きみの好きなところを数えたら朝になった。
たしかコイツは悔しいぐらい友達が多くてそれは男子も女子も。学校でも必ず誰かといるし、そういえばひとりでいるところなんて見たことがない。
だから私に頼らなくても泊めてくれる人がいるはずだ。そもそもなぜたくさん候補がある中で〝私〟が思い浮かんだのかが激しく謎。
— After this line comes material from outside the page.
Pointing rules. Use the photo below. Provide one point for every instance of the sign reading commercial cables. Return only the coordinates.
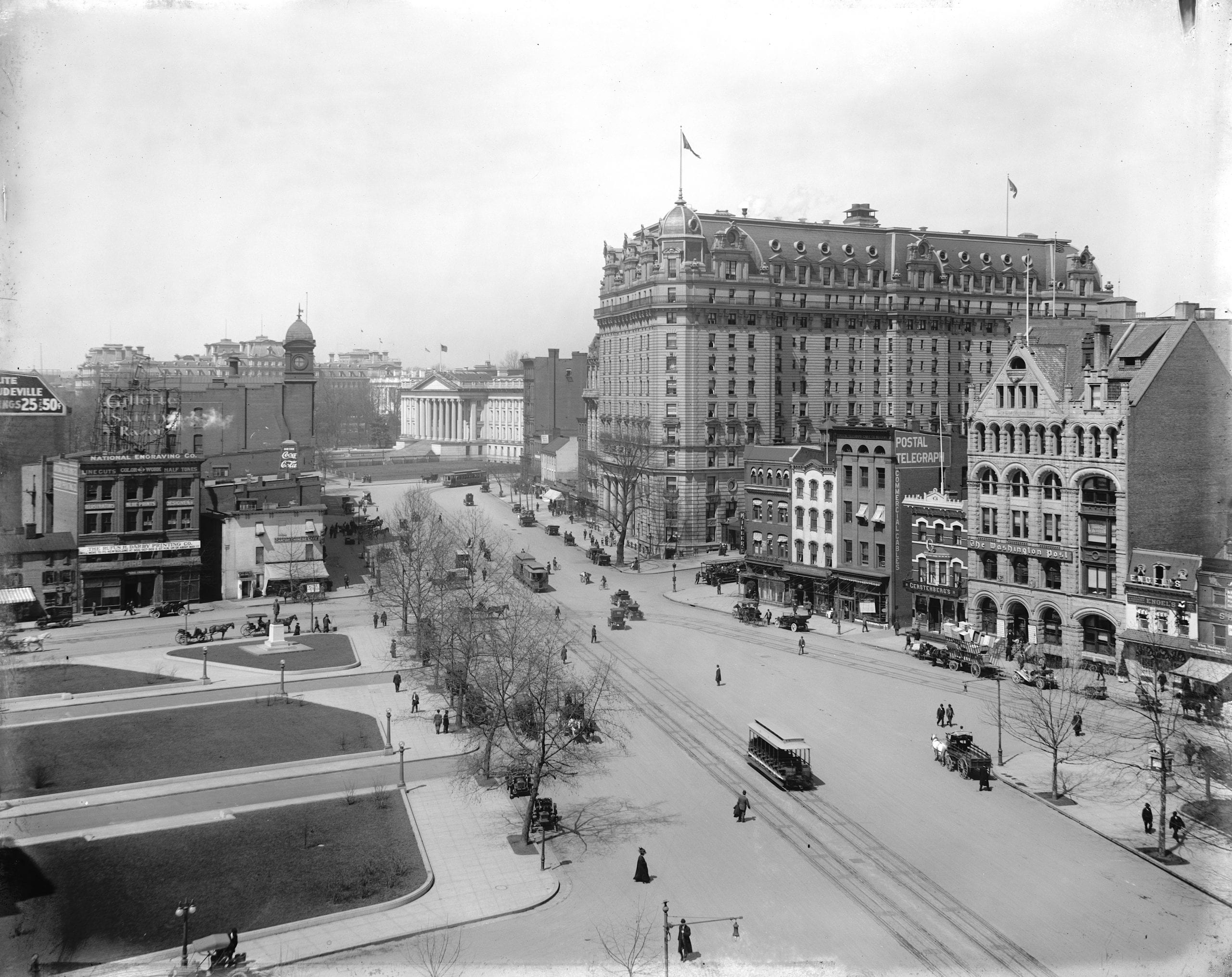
(26, 393)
「そりゃ1日、2日だけなら泊まらせてくれるヤツはいるよ?でも長期ってなると厳しいし、色んなヤツのところを転々とするのも疲れるし」
「……えっと、さっきから私の質問に答えてるようで答えてないんだけど、なんで〝西崎〟がうちに泊めてって言いにくるのかなって話なんだよね」
西崎、となんの詰まりもなくさらっと言えたことが自分でもビックリ。名前なんて久しぶりに呼んだ。
「泊まったことあんじゃん、昔は」
「昔ね」
「風呂場も洗面所もトイレも、なんだったら全部の部屋に入ったことあんじゃん」
「だから昔ね」
話が平行線のまま進まない。
すると私がするべきため息を西崎は深々として、まるで神頼みのように両手を合わせた。
「……マジで頼む!暫く、暫くの間だけ。お願いします!」
ちょっと頭を下げられていい気分、なんて思ってる場合じゃなくて。
「私に頼まれても困るんだよねー」
神様にでもなったつもりで上から目線。それに私には西崎を追い返せる自信がある。
だってお父さんがこんなこと許可するはずがないもん。門限には厳しいし、こういう男女がひとつ屋根のしたっていう危ういこと許すはずがないんだ、絶対に。